Sabía que Patrick ni siquiera le ofrecería un té; era hospitalario, pero encantadora y ridículamente inútil para los servicios que estaba acostumbrado a considerar propios de las mujeres. Así pues, Mickey se sentó a la mesa, dejó el maletín encima y miró a padre e hijo, que se morían de impaciencia.
—¿Preparados? —añadió. Los otros dos asintieron con la cabeza—. Muy bien. Allá va. La buena noticia es que los aseguradores se comprometen a cumplir el contrato. Estaban legalmente obligados a ello, porque una póliza de seguros se formaliza para eso, pero ya sabéis cómo es esa gente. Y han prometido pagar cinco millones de libras, libres de impuestos aquí y en Senegal.

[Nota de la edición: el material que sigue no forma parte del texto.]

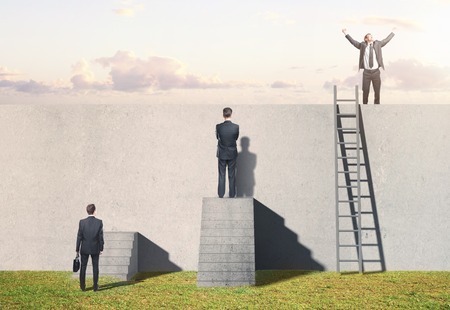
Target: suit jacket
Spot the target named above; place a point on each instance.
(90, 236)
(377, 45)
(227, 133)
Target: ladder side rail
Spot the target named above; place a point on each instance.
(358, 165)
(336, 180)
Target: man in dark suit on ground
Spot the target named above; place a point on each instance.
(370, 59)
(90, 239)
(227, 133)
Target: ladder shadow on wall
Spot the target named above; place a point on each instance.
(277, 248)
(373, 259)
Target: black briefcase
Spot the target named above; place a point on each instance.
(76, 264)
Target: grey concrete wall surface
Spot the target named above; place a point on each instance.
(147, 168)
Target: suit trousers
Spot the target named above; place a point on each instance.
(223, 163)
(84, 261)
(374, 77)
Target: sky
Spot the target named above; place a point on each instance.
(224, 52)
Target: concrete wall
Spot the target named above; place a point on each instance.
(147, 168)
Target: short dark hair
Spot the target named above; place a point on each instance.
(90, 209)
(227, 112)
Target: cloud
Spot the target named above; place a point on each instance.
(404, 74)
(6, 74)
(128, 8)
(394, 22)
(276, 18)
(84, 78)
(125, 12)
(347, 83)
(411, 74)
(31, 86)
(130, 73)
(285, 84)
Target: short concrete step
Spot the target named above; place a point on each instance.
(227, 243)
(118, 235)
(120, 255)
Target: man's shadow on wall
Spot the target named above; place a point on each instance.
(276, 246)
(245, 170)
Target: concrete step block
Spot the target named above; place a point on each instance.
(227, 232)
(227, 240)
(229, 258)
(119, 235)
(227, 243)
(116, 252)
(109, 269)
(115, 260)
(230, 224)
(227, 248)
(226, 267)
(119, 244)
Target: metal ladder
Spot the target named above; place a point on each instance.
(348, 181)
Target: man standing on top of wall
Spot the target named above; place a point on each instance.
(227, 134)
(90, 242)
(370, 59)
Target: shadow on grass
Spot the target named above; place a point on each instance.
(140, 277)
(267, 277)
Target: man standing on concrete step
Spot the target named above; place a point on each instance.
(227, 134)
(370, 60)
(90, 239)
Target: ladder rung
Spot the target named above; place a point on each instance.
(354, 148)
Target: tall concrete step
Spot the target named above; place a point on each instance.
(120, 255)
(227, 243)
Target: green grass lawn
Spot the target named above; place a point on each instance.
(274, 290)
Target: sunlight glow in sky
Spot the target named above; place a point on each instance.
(225, 52)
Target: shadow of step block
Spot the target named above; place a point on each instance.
(227, 243)
(120, 255)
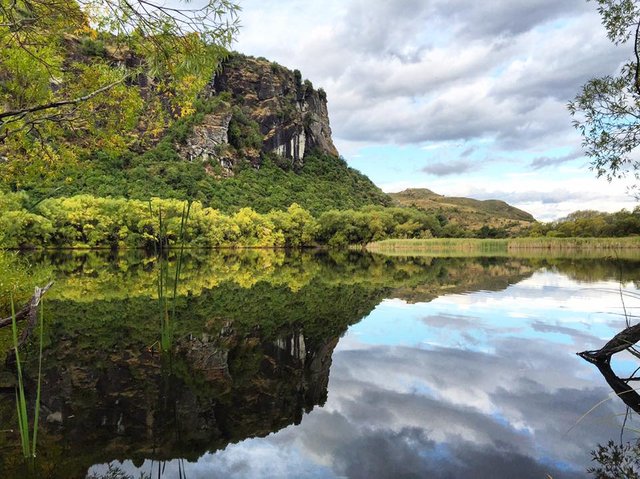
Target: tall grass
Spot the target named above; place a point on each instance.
(28, 441)
(167, 314)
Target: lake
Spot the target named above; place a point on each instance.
(324, 365)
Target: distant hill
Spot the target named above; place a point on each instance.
(467, 213)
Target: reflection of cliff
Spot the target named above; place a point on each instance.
(108, 395)
(90, 277)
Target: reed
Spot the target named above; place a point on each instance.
(167, 314)
(28, 440)
(519, 247)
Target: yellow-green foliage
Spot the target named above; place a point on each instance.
(86, 221)
(18, 278)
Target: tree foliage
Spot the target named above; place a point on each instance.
(82, 75)
(606, 111)
(86, 221)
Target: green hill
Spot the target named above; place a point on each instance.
(466, 213)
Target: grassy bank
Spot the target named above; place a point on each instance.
(521, 247)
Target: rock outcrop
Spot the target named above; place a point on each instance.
(287, 114)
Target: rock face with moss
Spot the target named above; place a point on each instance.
(271, 110)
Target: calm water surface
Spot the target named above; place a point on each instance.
(326, 365)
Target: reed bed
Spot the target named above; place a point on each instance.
(628, 247)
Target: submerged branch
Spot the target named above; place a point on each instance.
(29, 311)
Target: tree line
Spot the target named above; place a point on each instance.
(86, 221)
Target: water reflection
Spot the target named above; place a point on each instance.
(470, 371)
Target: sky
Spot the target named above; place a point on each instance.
(465, 98)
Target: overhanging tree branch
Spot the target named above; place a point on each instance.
(58, 104)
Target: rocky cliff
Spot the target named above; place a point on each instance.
(267, 109)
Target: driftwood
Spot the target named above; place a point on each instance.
(624, 340)
(29, 312)
(621, 341)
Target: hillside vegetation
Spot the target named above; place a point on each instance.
(490, 218)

—Cinco millones de libras —dijo Patrick. Miró a Freddy, cuyo rostro no expresaba nada.
—Cinco millones de libras —dijo Mickey—. Ésa es la buena noticia. La mala, mejor dicho, la menos buena, es que han puesto algunas condiciones. Sabíamos que las pondrían, pero aun así. La principal es que Freddy se comprometa a no jugar al fútbol nunca más.

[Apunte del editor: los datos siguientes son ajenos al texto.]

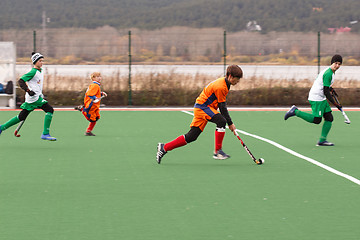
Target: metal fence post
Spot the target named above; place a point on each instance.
(318, 52)
(130, 97)
(34, 40)
(224, 53)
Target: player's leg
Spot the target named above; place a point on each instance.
(196, 127)
(294, 111)
(93, 117)
(180, 141)
(328, 119)
(15, 120)
(220, 122)
(49, 111)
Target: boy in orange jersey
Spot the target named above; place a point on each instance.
(91, 107)
(205, 109)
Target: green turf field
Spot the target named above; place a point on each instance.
(110, 186)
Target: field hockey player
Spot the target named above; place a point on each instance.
(211, 98)
(319, 92)
(91, 107)
(32, 84)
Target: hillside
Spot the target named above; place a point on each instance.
(232, 15)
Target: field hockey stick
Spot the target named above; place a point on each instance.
(257, 161)
(347, 120)
(18, 128)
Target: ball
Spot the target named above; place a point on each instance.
(261, 161)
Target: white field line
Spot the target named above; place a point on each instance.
(319, 164)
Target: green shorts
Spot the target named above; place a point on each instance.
(320, 107)
(31, 106)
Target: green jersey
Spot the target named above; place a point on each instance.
(34, 80)
(325, 78)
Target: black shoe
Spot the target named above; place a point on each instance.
(324, 143)
(290, 113)
(79, 108)
(89, 134)
(220, 155)
(160, 153)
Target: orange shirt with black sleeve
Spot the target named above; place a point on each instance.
(92, 110)
(206, 104)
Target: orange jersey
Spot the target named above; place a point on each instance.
(206, 104)
(213, 93)
(91, 110)
(92, 92)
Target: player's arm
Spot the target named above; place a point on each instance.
(327, 89)
(327, 93)
(25, 87)
(27, 77)
(225, 113)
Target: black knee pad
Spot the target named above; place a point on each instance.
(328, 117)
(317, 120)
(47, 108)
(192, 135)
(23, 115)
(219, 120)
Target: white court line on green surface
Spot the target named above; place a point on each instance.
(319, 164)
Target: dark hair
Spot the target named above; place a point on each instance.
(234, 70)
(336, 58)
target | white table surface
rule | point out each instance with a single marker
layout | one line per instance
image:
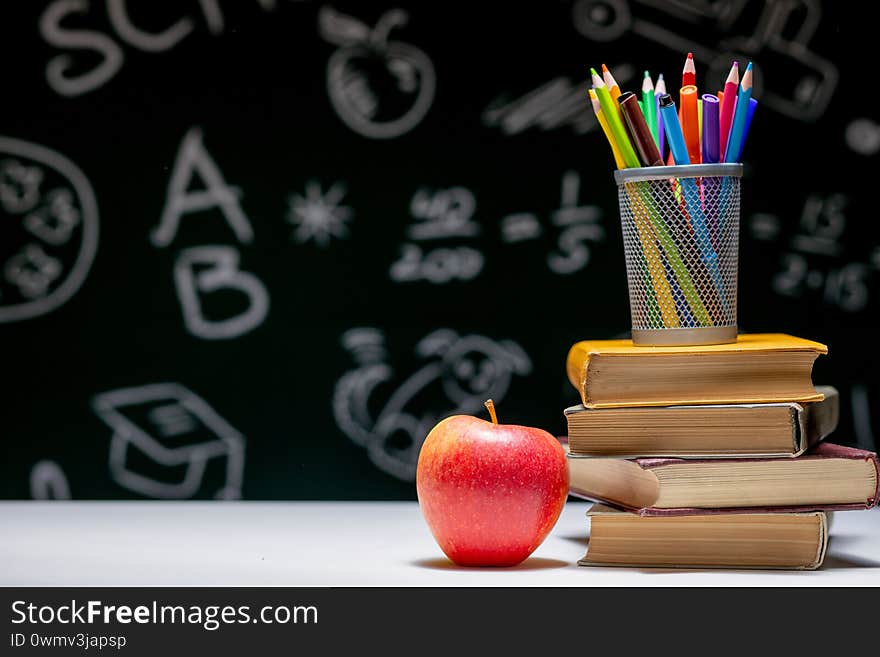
(337, 544)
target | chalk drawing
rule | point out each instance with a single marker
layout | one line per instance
(458, 374)
(863, 136)
(44, 278)
(318, 216)
(60, 70)
(801, 82)
(205, 269)
(48, 482)
(552, 105)
(147, 41)
(811, 261)
(163, 430)
(366, 61)
(440, 215)
(194, 160)
(55, 221)
(579, 225)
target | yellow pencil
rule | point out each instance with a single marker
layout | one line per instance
(665, 302)
(615, 148)
(611, 83)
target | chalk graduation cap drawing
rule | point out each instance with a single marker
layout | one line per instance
(169, 443)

—¿Nunca? —dijo Freddy—. ¿Ni con los amigos?
Mickey sonrió.
—No, no pueden impedir que pelotees un poco con los amiguetes. A lo que se refieren es a jugar partidos formales por los que cobres. Ni para el caso, partidos amistosos o representativos con los que puedas ganar dinero por derechos de imagen, por publicidad comercial ni por nada.
—O sea, nunca —dijo Freddy.
—Exacto. Como ya os dije, era eso lo que querían. Era por eso por lo que discutíamos. Y por eso la mala noticia no es totalmente mala, así de sencillo, porque resulta, no os voy a mentir, resulta, para mi sorpresa, que tienen más imaginación de lo que yo esperaba. No se les escapó el detalle. El acuerdo a que llegamos es que Freddy no podrá jugar en ningún lugar de Europa, América y Asia. Pero podrá jugar en Senegal. Podrá volver a correr en un campo de fútbol. Si figura en la selección nacional o algo parecido y hay derechos de esponsorización, reclamarán parte de ese dinero. De todos modos, ésa es la noticia de primera plana. Nada de fútbol en Europa, pero podrá jugar en la liga de su país.

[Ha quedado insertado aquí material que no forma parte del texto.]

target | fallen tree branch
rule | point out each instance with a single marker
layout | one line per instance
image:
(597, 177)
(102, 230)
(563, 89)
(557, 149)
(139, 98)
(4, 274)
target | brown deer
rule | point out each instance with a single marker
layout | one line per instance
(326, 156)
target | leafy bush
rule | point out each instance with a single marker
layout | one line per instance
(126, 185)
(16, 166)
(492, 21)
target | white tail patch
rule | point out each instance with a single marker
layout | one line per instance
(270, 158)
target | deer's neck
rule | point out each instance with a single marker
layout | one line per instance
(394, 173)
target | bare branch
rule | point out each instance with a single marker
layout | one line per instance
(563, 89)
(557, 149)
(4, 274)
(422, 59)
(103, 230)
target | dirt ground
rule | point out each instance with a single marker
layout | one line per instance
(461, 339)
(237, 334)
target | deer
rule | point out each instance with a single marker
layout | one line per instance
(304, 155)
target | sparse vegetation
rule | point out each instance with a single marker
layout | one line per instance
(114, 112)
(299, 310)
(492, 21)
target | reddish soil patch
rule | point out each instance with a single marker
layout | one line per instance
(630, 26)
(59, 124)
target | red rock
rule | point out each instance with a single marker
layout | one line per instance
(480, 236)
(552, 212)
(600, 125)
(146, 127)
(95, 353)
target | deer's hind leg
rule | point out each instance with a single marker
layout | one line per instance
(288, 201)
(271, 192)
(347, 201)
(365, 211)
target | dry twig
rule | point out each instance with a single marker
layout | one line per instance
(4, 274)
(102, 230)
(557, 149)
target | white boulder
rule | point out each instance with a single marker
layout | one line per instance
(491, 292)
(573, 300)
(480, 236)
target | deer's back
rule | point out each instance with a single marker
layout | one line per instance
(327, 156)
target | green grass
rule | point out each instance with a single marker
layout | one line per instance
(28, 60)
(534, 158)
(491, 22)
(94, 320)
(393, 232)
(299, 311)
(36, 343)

Mickey había peleado bravamente por aquello: por estar en condiciones de decirle a Freddy que su vida futbolística no había concluido. Fue el primero en sorprenderse al advertir una sombra de flexibilidad en los aseguradores y luego al comprobar que su insistencia surtía efecto. No le había costado mucho averiguar por qué. Era, entre otras cosas, porque las cantidades implicadas iban a ser tan reducidas que no se sentirían burlados: Freddy tendría mucha suerte si conseguía ganar diez de los grandes al año en Senegal, incluso en plena forma y al ciento por ciento de su capacidad. Por muy mezquinos y quisquillosos que fueran los aseguradores, ni siquiera ellos podían defender eso ante sus accionistas. Ése era uno de los motivos. El más importante, según fue percatándose Mickey sobre la marcha, era que pensaban que todo aquello era pura especulación. Pese a todos sus regateos, lo cierto era que creían en el pronóstico médico más pesimista. No creían que Freddy fuera capaz de volver a chutar con fuerza. Permitirle que jugase en la liga profesional de su país era como darle permiso para ser el primer hombre que pisara Marte: no iba a suceder.
Pero no había por qué decírselo a Freddy. Mickey contempló el efecto de sus noticias. Freddy buscó la mano de su padre.
—Podré volver a jugar al fútbol —dijo.
—Y cinco millones de libras —dijo Patrick, que por primera vez, después de varios meses, parecía un hombre con ilusiones—. Y volvemos a casa.